Heeling and Heel Position dogs

Heeling and Heel Position

So far, you’ve been teaching your dog to respect and pay attention to you and your leash. If you’ve done all the exercises, your dog should be walking pretty nicely by your left side with slack in the leash. Based on the theory that dogs will move away from discomfort and toward comfort, walking nicely by your side pays off. You give him attention or access to things he likes when he does, and you act like a lunatic when he doesn’t, turning and walking away at the slightest tug on the leash. If you live in the city, or want to do competition obedience, you’ll want to more precisely define where your dog should be in relation to you, and add an automatic sit when you halt.

Heeling or Loose-leash Walking?

Heeling, by competition standards, means that the dog maintains a position next to the handler’s left side in which the area between the dog’s nose and shoulders stays in line with the seam of the handler’s left pants leg, as close as possible to without interfering with the handler’s movement. The dog must maintain this position regardless of pace or turns, and must sit when his handler stops, neither forging ahead nor lagging behind. Heeling is necessary for competition dogs, but most pet dog owners are happy with dogs that don’t pull, trip them, or cut them off, constantly weaving back and forth in front of them.

If you do want to teach your dog to heel precisely, great! It takes lots of practice, but done well, it has a ballet-like precision that is both beautiful to watch and a demonstration of amazing teamwork. It really helps to work with an instructor who has done competition obedience, but you can start by making sure you CR/treat your dog for being in the right place.

If your dog has a tendency to swing in front of you to sit, it’s probably because you’ve rewarded her in that position a lot. Teach her that sitting by your side in heel position is just as good as sitting in front of you by working with your dog between you and a wall, with just enough room for your dog to move freely. Move forward a step or two at a time, heeling and stopping, CR/treating for every sit by your side.

Competition-style heeling isn’t really practical for real life, but there’s no reason that you can’t have the best of heeling and loose-leash walking. You can even do both; just teach and use separate commands, depending on the situation. If you want your dog to sit automatically when you stop walking, then practice it. When you stop walking, put a little tension straight up on the leash until your dog sits. Immediately release the tension and praise before moving out again. Repeat until it’s habit for your dog.

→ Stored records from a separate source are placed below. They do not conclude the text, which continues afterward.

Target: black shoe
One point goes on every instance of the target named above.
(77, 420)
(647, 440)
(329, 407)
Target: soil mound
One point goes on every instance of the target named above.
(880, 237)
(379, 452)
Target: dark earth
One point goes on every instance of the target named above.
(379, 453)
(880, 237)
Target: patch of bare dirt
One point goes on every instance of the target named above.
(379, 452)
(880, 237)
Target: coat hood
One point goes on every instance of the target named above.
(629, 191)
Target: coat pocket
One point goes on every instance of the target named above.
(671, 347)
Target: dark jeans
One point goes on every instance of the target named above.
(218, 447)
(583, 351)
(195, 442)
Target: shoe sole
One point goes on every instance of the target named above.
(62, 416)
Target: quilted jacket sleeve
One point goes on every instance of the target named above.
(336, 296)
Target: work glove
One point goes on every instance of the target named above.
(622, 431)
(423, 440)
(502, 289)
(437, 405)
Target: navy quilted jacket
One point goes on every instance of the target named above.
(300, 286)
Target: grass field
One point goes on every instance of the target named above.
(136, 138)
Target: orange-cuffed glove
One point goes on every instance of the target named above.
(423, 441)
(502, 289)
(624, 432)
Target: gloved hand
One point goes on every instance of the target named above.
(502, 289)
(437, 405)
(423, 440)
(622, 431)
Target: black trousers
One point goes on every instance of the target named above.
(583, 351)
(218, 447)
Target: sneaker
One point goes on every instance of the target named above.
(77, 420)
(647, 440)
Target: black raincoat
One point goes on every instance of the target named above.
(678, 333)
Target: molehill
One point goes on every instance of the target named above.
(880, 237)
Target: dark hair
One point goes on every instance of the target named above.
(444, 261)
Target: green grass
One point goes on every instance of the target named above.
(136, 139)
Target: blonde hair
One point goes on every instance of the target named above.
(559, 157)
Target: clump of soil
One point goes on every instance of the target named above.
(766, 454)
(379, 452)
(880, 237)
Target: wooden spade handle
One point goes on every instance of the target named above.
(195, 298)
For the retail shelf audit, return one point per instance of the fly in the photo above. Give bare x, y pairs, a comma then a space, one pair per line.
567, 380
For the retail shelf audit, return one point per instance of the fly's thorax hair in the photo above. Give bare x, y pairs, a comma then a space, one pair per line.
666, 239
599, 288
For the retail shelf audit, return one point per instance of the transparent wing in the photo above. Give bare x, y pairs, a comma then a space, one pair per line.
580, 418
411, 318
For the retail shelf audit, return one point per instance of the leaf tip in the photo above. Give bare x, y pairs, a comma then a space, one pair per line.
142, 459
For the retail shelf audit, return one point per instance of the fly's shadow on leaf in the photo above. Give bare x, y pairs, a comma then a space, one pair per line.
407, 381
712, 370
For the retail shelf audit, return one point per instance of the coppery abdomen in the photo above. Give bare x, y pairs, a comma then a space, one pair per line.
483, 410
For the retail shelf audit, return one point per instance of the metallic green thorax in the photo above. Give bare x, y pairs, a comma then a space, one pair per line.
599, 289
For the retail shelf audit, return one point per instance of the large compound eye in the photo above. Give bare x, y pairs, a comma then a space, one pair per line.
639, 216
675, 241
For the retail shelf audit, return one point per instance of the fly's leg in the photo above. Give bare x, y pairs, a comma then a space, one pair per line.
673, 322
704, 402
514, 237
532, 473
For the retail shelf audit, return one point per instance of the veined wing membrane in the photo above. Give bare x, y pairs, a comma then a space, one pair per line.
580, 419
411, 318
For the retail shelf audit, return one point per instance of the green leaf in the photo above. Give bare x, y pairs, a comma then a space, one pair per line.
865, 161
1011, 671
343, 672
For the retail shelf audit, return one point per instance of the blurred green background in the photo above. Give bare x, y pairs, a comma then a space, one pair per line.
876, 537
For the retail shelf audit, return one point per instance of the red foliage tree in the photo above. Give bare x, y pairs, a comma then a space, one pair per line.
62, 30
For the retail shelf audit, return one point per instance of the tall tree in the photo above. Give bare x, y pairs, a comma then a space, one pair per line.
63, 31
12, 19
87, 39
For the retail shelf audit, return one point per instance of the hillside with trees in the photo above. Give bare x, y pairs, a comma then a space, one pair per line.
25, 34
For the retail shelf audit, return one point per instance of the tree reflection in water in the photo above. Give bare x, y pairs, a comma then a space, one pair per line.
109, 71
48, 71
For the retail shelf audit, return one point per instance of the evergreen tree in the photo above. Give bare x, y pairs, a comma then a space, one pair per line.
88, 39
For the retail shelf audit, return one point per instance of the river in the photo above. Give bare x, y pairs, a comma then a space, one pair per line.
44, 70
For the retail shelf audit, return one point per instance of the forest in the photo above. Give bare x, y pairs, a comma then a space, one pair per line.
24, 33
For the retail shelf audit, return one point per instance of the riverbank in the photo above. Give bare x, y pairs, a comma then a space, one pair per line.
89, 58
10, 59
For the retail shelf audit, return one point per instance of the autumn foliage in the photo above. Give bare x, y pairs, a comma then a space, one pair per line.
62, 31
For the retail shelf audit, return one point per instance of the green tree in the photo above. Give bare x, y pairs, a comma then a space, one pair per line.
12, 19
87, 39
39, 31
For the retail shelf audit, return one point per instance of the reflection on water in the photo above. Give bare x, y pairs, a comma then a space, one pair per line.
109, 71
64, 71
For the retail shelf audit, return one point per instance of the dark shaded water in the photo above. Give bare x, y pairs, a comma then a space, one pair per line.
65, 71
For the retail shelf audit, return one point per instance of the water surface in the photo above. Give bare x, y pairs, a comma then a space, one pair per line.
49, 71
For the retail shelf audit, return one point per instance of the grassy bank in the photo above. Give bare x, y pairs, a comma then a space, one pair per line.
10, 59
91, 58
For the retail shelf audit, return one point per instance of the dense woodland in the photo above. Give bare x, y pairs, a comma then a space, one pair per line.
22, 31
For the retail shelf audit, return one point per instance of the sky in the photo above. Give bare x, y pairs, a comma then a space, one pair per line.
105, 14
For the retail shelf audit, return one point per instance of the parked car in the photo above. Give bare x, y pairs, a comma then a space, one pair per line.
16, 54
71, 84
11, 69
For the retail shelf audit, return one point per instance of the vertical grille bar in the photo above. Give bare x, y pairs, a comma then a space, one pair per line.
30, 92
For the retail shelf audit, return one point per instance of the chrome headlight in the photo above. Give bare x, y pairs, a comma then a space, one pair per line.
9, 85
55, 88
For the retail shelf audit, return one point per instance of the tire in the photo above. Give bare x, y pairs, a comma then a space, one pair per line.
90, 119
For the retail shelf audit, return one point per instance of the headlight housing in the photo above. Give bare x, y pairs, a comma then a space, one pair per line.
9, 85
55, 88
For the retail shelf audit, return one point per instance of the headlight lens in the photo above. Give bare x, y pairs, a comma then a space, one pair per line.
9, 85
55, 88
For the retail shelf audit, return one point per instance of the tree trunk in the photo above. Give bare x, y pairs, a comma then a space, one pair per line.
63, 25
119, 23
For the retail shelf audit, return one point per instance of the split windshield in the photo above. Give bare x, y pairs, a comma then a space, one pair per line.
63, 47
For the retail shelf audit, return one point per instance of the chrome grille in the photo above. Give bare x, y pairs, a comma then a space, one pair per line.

Teach Your Dog to Take Up the Heel Position

The easiest way to teach your dog to take up the heel position is by luring. Start with your dog in a sit and face him. Hold the leash handle in your right hand, with the leash going from your dog’s collar, past your left side and behind your legs. With a food lure in your left hand, start at your dog’s nose and move your hand and your left foot back at the same time, moving at the speed he’s following. Your hand should lead him in a little circle to his left and almost behind you. When he’s turning toward you, step back up with your left foot. When his head is by your left side, lift the treat just high enough to lure him to sit, and immediately CR/treat. To start, reward every effort, and worry about perfect positioning later. As he gains confidence in his new trick, take the foot movement out, and put the behavior on verbal cue or hand signal. Once he knows what’s getting rewarded, raise the criteria for reward until his positioning is perfect, and move it to a variable schedule of reinforcement.